Charting Shots Over Expectations

In statistics, an expectation is a way to quantify what is typical or likely. And, when we compare what actually happened against what was expected, we have a way to judge how surprised or unimpressed we should be.

Despite their usefulness, you are as likely to see a probabilistic expectation in tennis as you are a floral pattern at Wimbledon. Mainstream tennis stats only report what happened, not what was likely to happen. This is really too bad because it makes it makes it that much harder for fans to judge the quality of a player’s performance.

Consider Borna Coric’s upset of Rafael Nadal just a day ago at the Western and Southern Open. If we looked at the mainstream match summary for that win, we would learn, for example, that Coric won 73% of service points and 53% of return points; whereas Nadal won just 47% and 27% of the same points. This tells us how much Coric outperformed Nadal on each stat but it doesn’t tell us how much he might have outperformed his expected performance for the match, or how much Nadal performed below his expectations.

Accounting for Expectations

My last post suffered from the same problem. I presented a method for showing the frequency of serve locations for a particular plot using hexagonal binning with ggplot2. Using Roger Federer’s serves from the 2016 Australian Open, we found that his first serves are most often near the lines of the service box wide or down the T.

This information is useful by itself, but we might also like to know how different Federer’s patterns are compared to other players. In other words, how does Federer’s expected serve locations compare to a typical player on the ATP Tour.

So, in this post, I want to explore how to make a shot chart that shows frequencies above average. Here, “the average” Federer will be compared to are the serves of all other players at the 2016 Australian Open.

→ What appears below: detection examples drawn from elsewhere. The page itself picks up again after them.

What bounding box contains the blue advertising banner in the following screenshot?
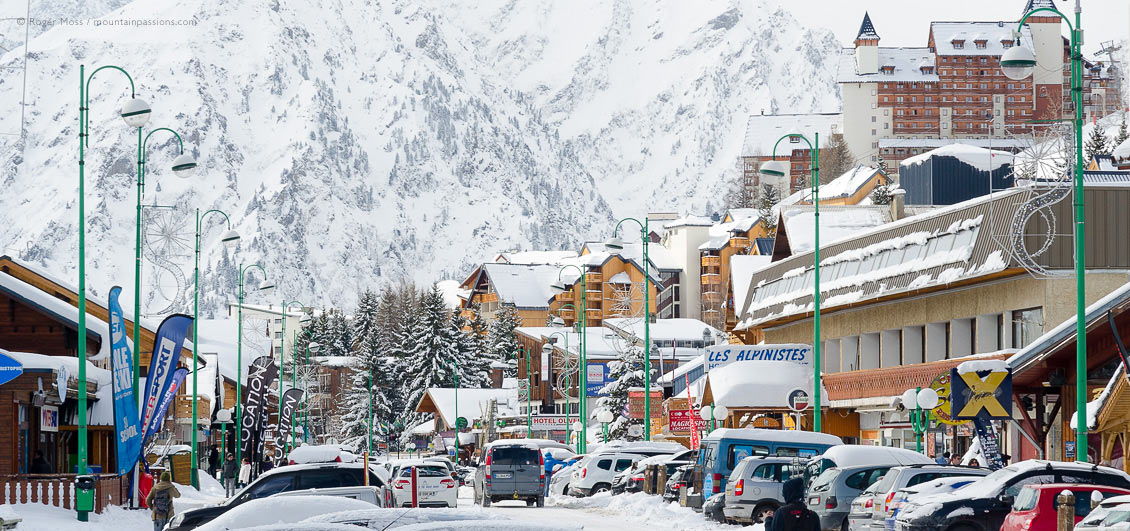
[141,313,192,444]
[110,286,141,476]
[585,363,611,397]
[145,367,189,437]
[0,352,24,385]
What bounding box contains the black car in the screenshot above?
[895,460,1130,531]
[165,463,384,531]
[663,464,695,502]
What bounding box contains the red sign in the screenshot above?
[667,409,706,434]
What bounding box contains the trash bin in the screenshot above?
[75,476,94,522]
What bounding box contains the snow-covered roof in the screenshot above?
[930,21,1032,55]
[817,164,881,201]
[730,254,773,311]
[0,347,114,426]
[836,47,938,82]
[899,143,1014,171]
[416,388,518,429]
[483,263,560,308]
[494,251,576,266]
[741,113,844,157]
[703,360,827,408]
[779,206,890,254]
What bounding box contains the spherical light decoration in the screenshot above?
[122,98,153,128]
[219,229,240,249]
[918,388,938,409]
[1000,44,1036,80]
[760,160,789,177]
[173,153,197,179]
[902,389,918,409]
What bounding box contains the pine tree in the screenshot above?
[1083,123,1111,160]
[401,285,455,438]
[487,305,521,377]
[820,134,855,184]
[597,346,658,439]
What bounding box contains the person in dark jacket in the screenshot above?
[765,478,820,531]
[220,454,240,497]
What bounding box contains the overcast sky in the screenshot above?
[770,0,1130,55]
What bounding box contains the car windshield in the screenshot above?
[1012,487,1040,511]
[812,468,840,493]
[490,446,539,465]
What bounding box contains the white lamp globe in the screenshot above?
[918,388,938,409]
[122,98,153,128]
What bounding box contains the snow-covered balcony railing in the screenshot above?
[0,473,129,513]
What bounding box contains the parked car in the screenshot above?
[1000,484,1130,531]
[1075,496,1130,530]
[388,460,459,507]
[475,438,546,507]
[808,464,890,530]
[698,428,843,499]
[722,455,805,524]
[863,464,991,530]
[896,460,1130,531]
[663,464,695,503]
[871,470,988,531]
[805,444,936,486]
[167,462,385,531]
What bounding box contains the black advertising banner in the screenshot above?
[275,389,302,460]
[240,356,279,459]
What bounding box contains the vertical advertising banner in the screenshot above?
[141,313,192,445]
[110,286,141,476]
[240,356,279,458]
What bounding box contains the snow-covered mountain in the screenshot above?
[0,0,837,308]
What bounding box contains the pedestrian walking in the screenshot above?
[220,454,238,497]
[145,470,181,531]
[240,458,251,488]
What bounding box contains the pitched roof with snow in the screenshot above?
[741,113,844,157]
[836,47,938,82]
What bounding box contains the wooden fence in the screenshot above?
[0,473,129,513]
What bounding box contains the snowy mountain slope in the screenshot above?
[0,0,611,314]
[433,0,841,216]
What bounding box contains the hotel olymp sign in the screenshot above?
[706,343,812,373]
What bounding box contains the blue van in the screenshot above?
[696,428,843,502]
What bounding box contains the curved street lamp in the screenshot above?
[77,64,151,503]
[235,263,275,463]
[1000,0,1087,462]
[189,209,240,488]
[605,220,662,441]
[760,133,824,432]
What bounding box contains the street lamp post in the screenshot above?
[77,64,150,499]
[133,125,196,415]
[760,133,824,432]
[605,220,651,441]
[1000,0,1088,462]
[235,263,275,463]
[192,209,240,489]
[550,263,589,453]
[901,388,938,453]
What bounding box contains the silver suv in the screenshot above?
[722,455,805,524]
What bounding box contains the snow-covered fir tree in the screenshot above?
[401,286,457,439]
[487,305,521,377]
[1083,124,1111,160]
[593,346,658,441]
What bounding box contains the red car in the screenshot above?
[1001,484,1130,531]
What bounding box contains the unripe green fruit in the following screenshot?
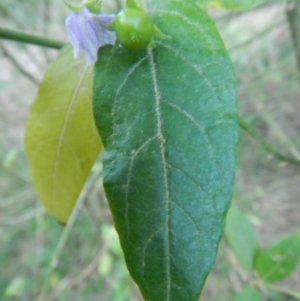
[114,7,154,50]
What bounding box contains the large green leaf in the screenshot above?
[225,206,258,271]
[197,0,268,10]
[255,231,300,282]
[93,0,237,301]
[25,46,101,223]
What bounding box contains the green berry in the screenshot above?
[114,7,154,50]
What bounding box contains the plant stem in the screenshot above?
[38,169,102,301]
[286,1,300,79]
[265,284,300,300]
[239,117,300,165]
[0,28,65,49]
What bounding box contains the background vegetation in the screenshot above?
[0,0,300,301]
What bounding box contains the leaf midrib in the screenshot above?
[148,48,171,301]
[51,66,88,205]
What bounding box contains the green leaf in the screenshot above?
[25,46,101,223]
[93,1,237,301]
[197,0,268,10]
[234,285,260,301]
[65,0,102,14]
[255,231,300,282]
[225,206,258,271]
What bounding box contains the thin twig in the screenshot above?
[38,169,102,301]
[49,244,108,301]
[0,45,39,86]
[264,283,300,300]
[286,1,300,76]
[0,28,65,49]
[239,117,300,166]
[228,19,285,53]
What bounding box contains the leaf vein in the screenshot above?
[148,48,171,301]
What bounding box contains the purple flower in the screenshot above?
[66,7,116,65]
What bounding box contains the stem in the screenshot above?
[239,117,300,165]
[286,1,300,79]
[265,284,300,300]
[38,169,102,301]
[0,28,65,49]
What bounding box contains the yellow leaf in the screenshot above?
[25,46,101,223]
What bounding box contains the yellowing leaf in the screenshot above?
[25,46,101,223]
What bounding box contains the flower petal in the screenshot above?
[66,7,116,65]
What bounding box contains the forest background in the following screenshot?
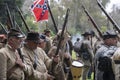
[0,0,120,35]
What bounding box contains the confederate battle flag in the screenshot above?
[31,0,48,22]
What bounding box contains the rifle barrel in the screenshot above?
[97,0,120,33]
[82,5,102,37]
[17,7,30,32]
[48,3,58,33]
[6,3,14,28]
[55,8,70,55]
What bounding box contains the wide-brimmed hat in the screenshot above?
[8,29,25,38]
[26,32,40,43]
[102,30,117,39]
[82,31,91,36]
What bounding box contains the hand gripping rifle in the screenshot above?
[47,2,58,33]
[15,21,26,36]
[97,0,120,33]
[17,7,30,32]
[82,5,102,37]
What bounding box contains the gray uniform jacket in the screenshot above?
[0,45,24,80]
[21,46,52,80]
[95,45,117,80]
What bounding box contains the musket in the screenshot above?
[48,9,70,75]
[82,5,102,37]
[97,0,120,33]
[47,2,58,33]
[17,7,30,32]
[15,21,25,35]
[6,3,14,28]
[55,8,70,55]
[0,22,8,34]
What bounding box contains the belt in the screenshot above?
[114,60,120,64]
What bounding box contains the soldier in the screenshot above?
[43,29,52,54]
[112,36,120,80]
[95,31,117,80]
[0,29,25,80]
[21,32,57,80]
[79,32,94,80]
[48,30,72,80]
[74,38,81,60]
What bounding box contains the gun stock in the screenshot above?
[82,5,102,37]
[97,0,120,33]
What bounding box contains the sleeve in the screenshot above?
[87,42,94,62]
[0,52,7,80]
[33,70,47,80]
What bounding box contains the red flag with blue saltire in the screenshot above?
[31,0,48,22]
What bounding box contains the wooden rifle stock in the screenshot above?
[6,3,14,28]
[0,22,8,34]
[97,0,120,33]
[17,7,30,32]
[82,5,102,37]
[47,2,58,33]
[55,8,70,55]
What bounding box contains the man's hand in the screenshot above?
[53,55,60,63]
[47,74,55,80]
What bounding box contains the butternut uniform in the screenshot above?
[21,46,52,80]
[0,45,24,80]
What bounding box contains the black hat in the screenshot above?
[103,30,117,40]
[82,31,91,36]
[26,32,40,43]
[8,29,25,38]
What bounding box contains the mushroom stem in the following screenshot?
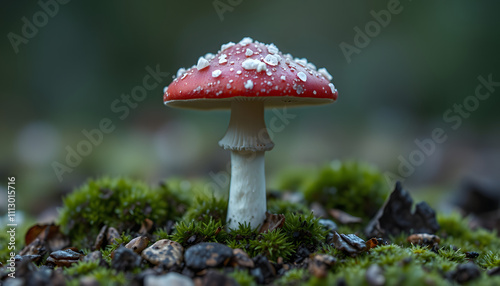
[219,99,274,229]
[227,151,266,229]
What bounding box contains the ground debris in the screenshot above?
[447,262,481,284]
[406,233,441,246]
[365,182,439,238]
[125,236,149,254]
[141,239,184,268]
[45,249,83,267]
[111,246,141,271]
[184,242,233,271]
[328,209,363,224]
[308,254,337,278]
[331,232,368,257]
[365,264,385,286]
[231,248,255,268]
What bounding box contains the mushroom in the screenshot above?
[163,37,338,229]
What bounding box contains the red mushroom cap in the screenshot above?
[163,38,338,109]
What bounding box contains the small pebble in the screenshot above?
[318,218,337,233]
[125,236,149,254]
[83,250,102,262]
[111,246,141,271]
[144,272,194,286]
[232,248,255,268]
[141,239,184,268]
[46,249,83,267]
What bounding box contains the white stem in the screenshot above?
[219,100,274,229]
[227,151,266,229]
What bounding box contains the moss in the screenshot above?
[228,269,257,286]
[59,177,186,248]
[437,213,500,254]
[170,217,227,247]
[267,199,309,214]
[182,194,227,222]
[438,246,465,263]
[89,268,129,285]
[65,262,128,286]
[274,268,309,286]
[477,251,500,269]
[101,232,132,264]
[226,222,258,253]
[249,229,295,261]
[296,161,390,219]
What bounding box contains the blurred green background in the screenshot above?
[0,0,500,219]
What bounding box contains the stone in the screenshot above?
[318,218,337,233]
[144,272,194,286]
[185,242,233,270]
[331,232,369,257]
[46,249,83,267]
[125,236,149,254]
[365,182,439,238]
[111,246,141,271]
[141,239,184,268]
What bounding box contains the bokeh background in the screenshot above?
[0,0,500,219]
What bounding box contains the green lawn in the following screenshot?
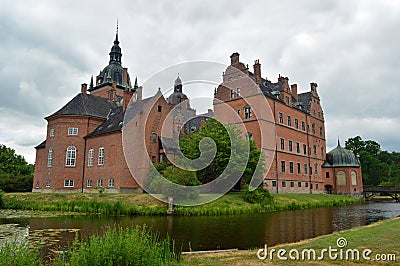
[3,192,360,216]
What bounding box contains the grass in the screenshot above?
[180,218,400,266]
[0,227,181,266]
[3,192,363,216]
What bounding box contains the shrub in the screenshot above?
[243,185,274,206]
[0,189,3,209]
[58,227,180,266]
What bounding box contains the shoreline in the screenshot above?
[3,192,365,216]
[181,216,400,265]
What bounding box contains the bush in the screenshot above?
[58,227,180,266]
[0,189,3,209]
[243,185,274,206]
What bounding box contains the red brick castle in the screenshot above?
[32,32,362,194]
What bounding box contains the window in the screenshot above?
[350,171,357,186]
[47,147,53,167]
[151,132,157,143]
[281,161,286,173]
[65,146,76,166]
[244,106,253,119]
[88,149,94,166]
[68,127,78,136]
[64,179,74,187]
[98,147,104,165]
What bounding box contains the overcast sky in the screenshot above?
[0,0,400,163]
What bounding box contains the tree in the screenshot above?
[0,145,34,192]
[179,119,265,190]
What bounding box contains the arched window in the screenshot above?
[336,171,346,186]
[351,171,357,186]
[47,147,53,167]
[65,146,76,166]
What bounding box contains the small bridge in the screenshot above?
[363,186,400,202]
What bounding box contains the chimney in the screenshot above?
[231,52,239,65]
[81,83,87,94]
[290,84,299,102]
[136,86,143,101]
[253,59,261,84]
[122,89,133,110]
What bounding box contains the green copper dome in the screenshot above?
[322,143,360,167]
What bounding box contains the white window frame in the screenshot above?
[64,179,75,187]
[88,149,94,167]
[68,127,78,136]
[244,106,253,119]
[65,146,76,167]
[97,147,104,165]
[47,147,53,168]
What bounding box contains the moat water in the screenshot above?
[0,202,400,251]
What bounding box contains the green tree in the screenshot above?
[180,119,265,190]
[0,145,34,192]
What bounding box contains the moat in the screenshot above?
[0,202,400,251]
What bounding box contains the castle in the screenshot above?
[32,32,362,194]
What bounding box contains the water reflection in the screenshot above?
[0,202,400,251]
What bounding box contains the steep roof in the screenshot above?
[86,106,125,137]
[35,140,46,149]
[46,93,117,119]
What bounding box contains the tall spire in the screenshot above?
[110,20,122,65]
[114,19,119,43]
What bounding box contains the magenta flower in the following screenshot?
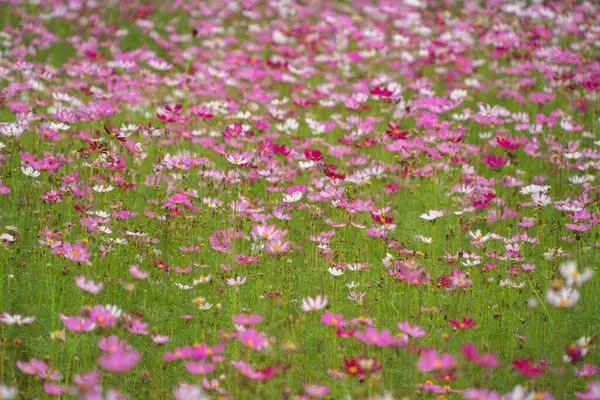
[483,154,508,169]
[98,350,142,372]
[98,335,131,353]
[321,311,350,326]
[304,384,329,398]
[62,317,98,332]
[150,335,169,344]
[231,314,264,326]
[129,264,150,279]
[396,321,427,338]
[75,275,104,294]
[573,381,600,400]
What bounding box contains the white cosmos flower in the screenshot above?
[531,192,552,206]
[283,192,302,203]
[546,286,580,308]
[98,225,112,234]
[302,294,329,312]
[469,229,491,243]
[21,166,40,178]
[421,210,444,221]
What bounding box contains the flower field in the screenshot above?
[0,0,600,400]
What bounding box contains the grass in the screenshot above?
[0,2,600,399]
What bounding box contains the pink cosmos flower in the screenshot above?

The first step is obtaining the hexagonal bins for each group. We can get the summary results for bins of a fixed width and height using the ggplot_build function. Below, using bins with a width and height of half a meter, we apply ggplot_build to Federer’s serves and all serves. The data element from this function contains a data.frame that has a summary of the center of each bin and the frequency of serves assigned to that bin.


gg1 <- ggplot(data = federer, aes(x = center_x, y = center_y)) +
  facet_grid(serve ~ .) +
  geom_hex(colour = "white", binwidth = c(.5, .5)) 
  
gg2 <- ggplot(data = atp_serves, aes(x = center_x, y = center_y)) +
  facet_grid(serve ~ .) +
  geom_hex(colour = "white", binwidth = c(.5, .5)) 
  
federer_data <- ggplot_build(gg1)$data[[1]]
tour_data <- ggplot_build(gg2)$data[[1]]

The next stage is to compute percentages for each bin, which is what will be used to summarise the expected location for a serve of Federer’s versus the expectation for a serve of an arbitrary tour player at a Grand Slam. This is done below by the Panel factor, which is an indicator for first or second serves in this example.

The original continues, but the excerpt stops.